Directed by Ludmil Staikov
Written by Ludmil Staikob, Georgi Danailov, Mihail Kirkov, Radoslav Spasov
Based on Time of Parting
by Anton Donchev
Produced by Hristo Nenov
Starring
Cinematography Radoslav Spasov
Edited by Violeta Toshkova
Music by Georgi Genkov
Distributed by Boyana Film

Release date

  • 28 March 1988 (1988-03-28)

Running time

288 minutes
Country Bulgaria
Language Bulgarian

Time of Violence (Bulgarian: Време разделно) is a 1988 Bulgarian film based on the novel Time of Parting by Anton Donchev. It consists of two episodes with a combined length of 288 minutes. It premiered at the 1988 Cannes Film Festival where it was screened in the Un Certain Regard section.[1] The film was selected as the Bulgarian entry for the Best Foreign Language Film at the 62nd Academy Awards, but was not nominated.[2]

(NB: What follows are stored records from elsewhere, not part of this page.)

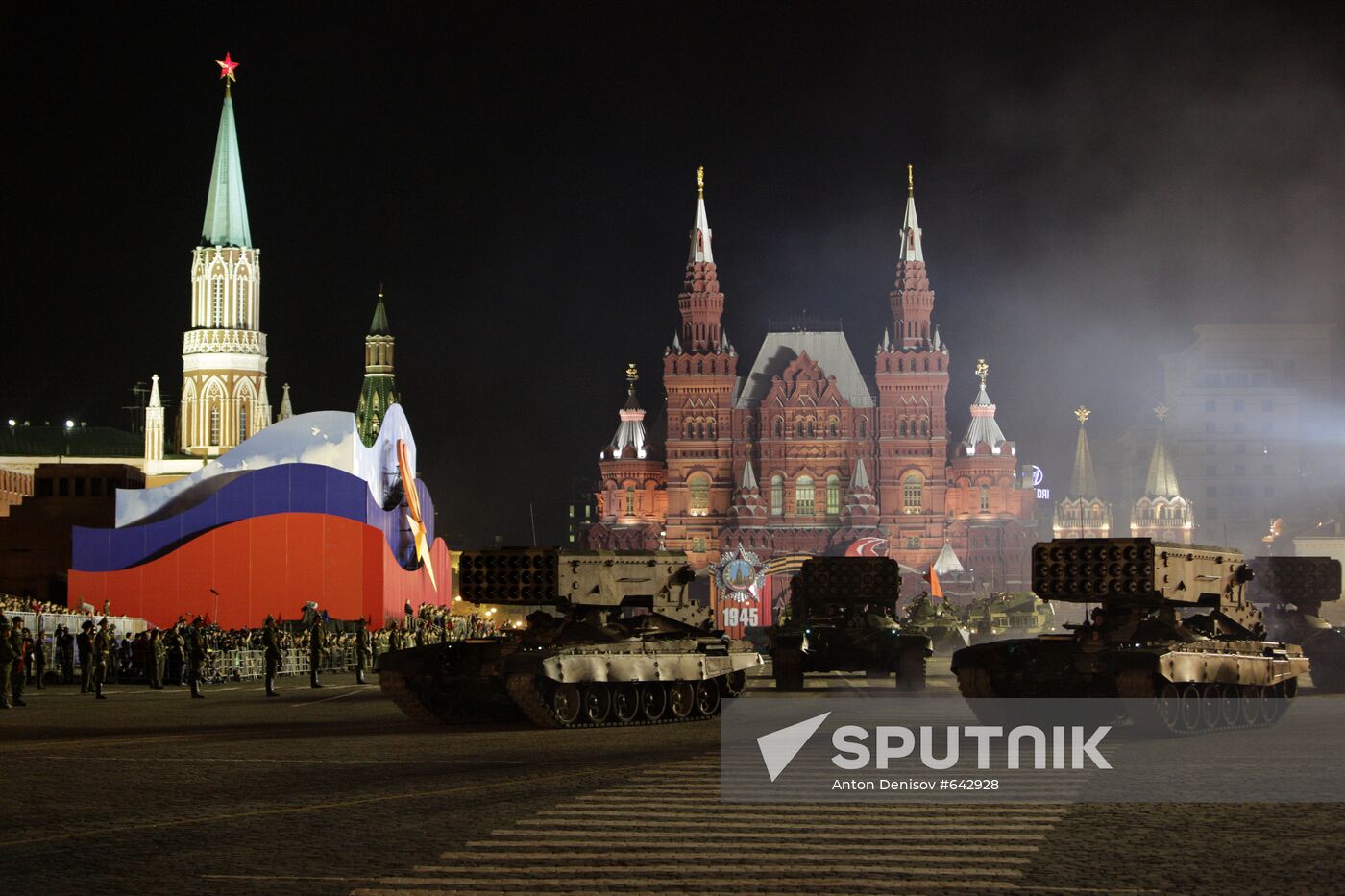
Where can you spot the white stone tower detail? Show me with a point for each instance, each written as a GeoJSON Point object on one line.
{"type": "Point", "coordinates": [154, 425]}
{"type": "Point", "coordinates": [224, 355]}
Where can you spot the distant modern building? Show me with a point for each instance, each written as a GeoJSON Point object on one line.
{"type": "Point", "coordinates": [1258, 428]}
{"type": "Point", "coordinates": [1082, 513]}
{"type": "Point", "coordinates": [803, 453]}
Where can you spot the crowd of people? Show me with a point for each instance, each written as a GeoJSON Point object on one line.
{"type": "Point", "coordinates": [195, 651]}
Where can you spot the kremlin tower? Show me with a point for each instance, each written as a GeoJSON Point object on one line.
{"type": "Point", "coordinates": [632, 503]}
{"type": "Point", "coordinates": [379, 388]}
{"type": "Point", "coordinates": [224, 390]}
{"type": "Point", "coordinates": [1162, 513]}
{"type": "Point", "coordinates": [1082, 513]}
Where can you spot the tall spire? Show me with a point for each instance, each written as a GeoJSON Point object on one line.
{"type": "Point", "coordinates": [226, 206]}
{"type": "Point", "coordinates": [984, 426]}
{"type": "Point", "coordinates": [1085, 482]}
{"type": "Point", "coordinates": [911, 298]}
{"type": "Point", "coordinates": [911, 248]}
{"type": "Point", "coordinates": [1162, 473]}
{"type": "Point", "coordinates": [701, 302]}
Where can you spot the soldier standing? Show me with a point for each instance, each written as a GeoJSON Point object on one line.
{"type": "Point", "coordinates": [195, 655]}
{"type": "Point", "coordinates": [85, 657]}
{"type": "Point", "coordinates": [363, 653]}
{"type": "Point", "coordinates": [16, 646]}
{"type": "Point", "coordinates": [6, 661]}
{"type": "Point", "coordinates": [271, 642]}
{"type": "Point", "coordinates": [316, 643]}
{"type": "Point", "coordinates": [101, 657]}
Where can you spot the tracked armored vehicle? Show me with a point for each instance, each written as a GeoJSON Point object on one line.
{"type": "Point", "coordinates": [629, 647]}
{"type": "Point", "coordinates": [841, 619]}
{"type": "Point", "coordinates": [939, 621]}
{"type": "Point", "coordinates": [1293, 590]}
{"type": "Point", "coordinates": [1147, 642]}
{"type": "Point", "coordinates": [1009, 615]}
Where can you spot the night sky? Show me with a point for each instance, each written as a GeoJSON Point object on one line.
{"type": "Point", "coordinates": [1092, 181]}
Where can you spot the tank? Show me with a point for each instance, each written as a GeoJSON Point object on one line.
{"type": "Point", "coordinates": [1291, 593]}
{"type": "Point", "coordinates": [1172, 633]}
{"type": "Point", "coordinates": [841, 619]}
{"type": "Point", "coordinates": [1009, 615]}
{"type": "Point", "coordinates": [627, 646]}
{"type": "Point", "coordinates": [938, 620]}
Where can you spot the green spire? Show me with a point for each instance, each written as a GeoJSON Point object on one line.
{"type": "Point", "coordinates": [226, 207]}
{"type": "Point", "coordinates": [379, 326]}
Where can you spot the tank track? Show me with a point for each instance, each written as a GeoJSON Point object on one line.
{"type": "Point", "coordinates": [525, 693]}
{"type": "Point", "coordinates": [1210, 709]}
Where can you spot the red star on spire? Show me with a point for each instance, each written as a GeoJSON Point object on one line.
{"type": "Point", "coordinates": [226, 67]}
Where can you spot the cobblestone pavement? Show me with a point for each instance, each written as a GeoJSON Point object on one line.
{"type": "Point", "coordinates": [335, 791]}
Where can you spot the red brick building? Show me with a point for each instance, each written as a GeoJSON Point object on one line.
{"type": "Point", "coordinates": [803, 452]}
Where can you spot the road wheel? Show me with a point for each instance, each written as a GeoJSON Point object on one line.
{"type": "Point", "coordinates": [789, 668]}
{"type": "Point", "coordinates": [567, 702]}
{"type": "Point", "coordinates": [708, 697]}
{"type": "Point", "coordinates": [681, 698]}
{"type": "Point", "coordinates": [598, 701]}
{"type": "Point", "coordinates": [654, 700]}
{"type": "Point", "coordinates": [1230, 707]}
{"type": "Point", "coordinates": [1190, 705]}
{"type": "Point", "coordinates": [911, 671]}
{"type": "Point", "coordinates": [625, 702]}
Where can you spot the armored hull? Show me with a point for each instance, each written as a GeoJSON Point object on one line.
{"type": "Point", "coordinates": [578, 684]}
{"type": "Point", "coordinates": [1180, 674]}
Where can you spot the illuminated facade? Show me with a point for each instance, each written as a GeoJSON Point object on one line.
{"type": "Point", "coordinates": [804, 453]}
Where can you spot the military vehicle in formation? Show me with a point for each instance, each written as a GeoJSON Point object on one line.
{"type": "Point", "coordinates": [1179, 668]}
{"type": "Point", "coordinates": [1291, 591]}
{"type": "Point", "coordinates": [629, 646]}
{"type": "Point", "coordinates": [1009, 615]}
{"type": "Point", "coordinates": [939, 620]}
{"type": "Point", "coordinates": [841, 619]}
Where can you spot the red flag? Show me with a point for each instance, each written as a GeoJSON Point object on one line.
{"type": "Point", "coordinates": [932, 577]}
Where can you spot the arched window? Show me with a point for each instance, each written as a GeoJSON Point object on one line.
{"type": "Point", "coordinates": [912, 494]}
{"type": "Point", "coordinates": [803, 496]}
{"type": "Point", "coordinates": [217, 303]}
{"type": "Point", "coordinates": [699, 503]}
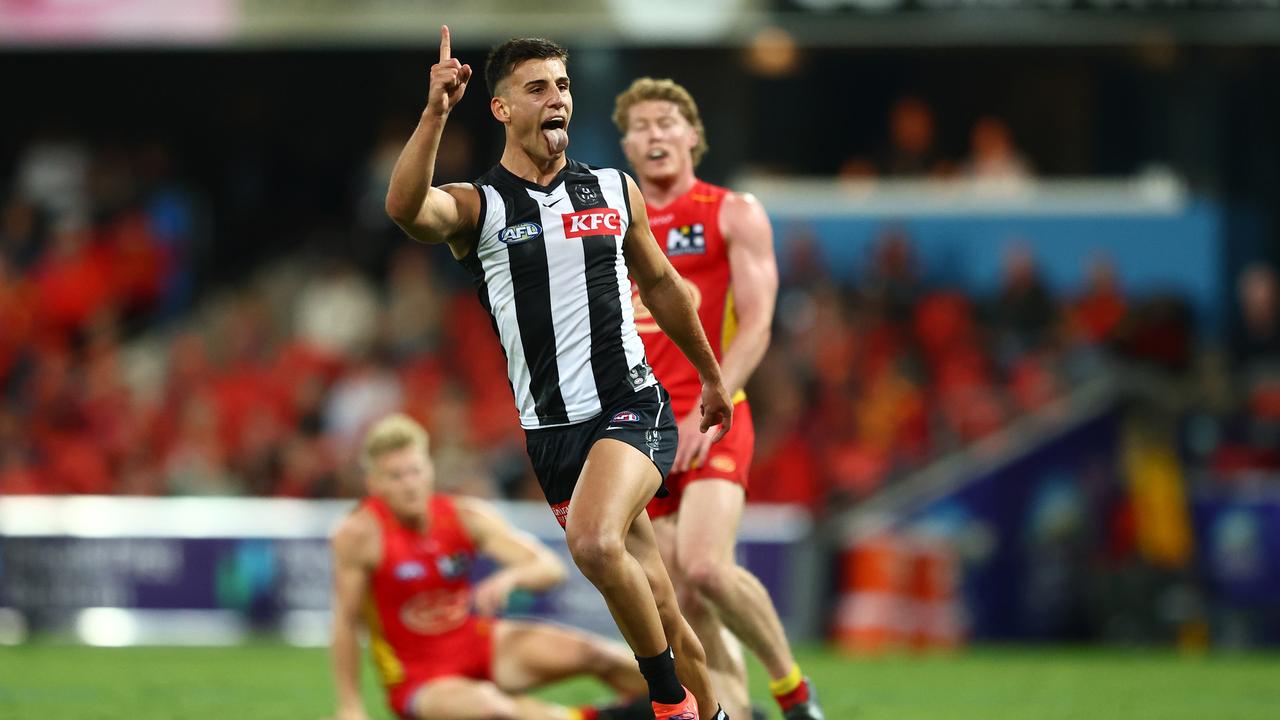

The film is set in the Ottoman Empire, in 1668. As Köprülü Fazıl Ahmed Pasha concentrates his war efforts on the Cretan War, he grows paranoid of the Sultan’s Christian subjects, convinced that they are an uncontrollable threat to the empire unless Islamized.

One of the targets is Elindenya, a village located in a Rhodope valley where the Christian Bulgarians’ way of life was for the most part left alone under the Ottoman governor Süleyman Agha‘s rule. A sipahi regiment is dispatched to the valley with the mission of converting the Christian population to Islam, by force if necessary. The extraordinary thing is that the regiment is led by Kara Ibrahim, a fanatical devshirme from Elindenya, and although Süleyman Agha, feeling that his self-ordained rule is at stake, objects to forced conversions, Kara Ibrahim favors measures of extreme brutality against the local Bulgarians, including his own family.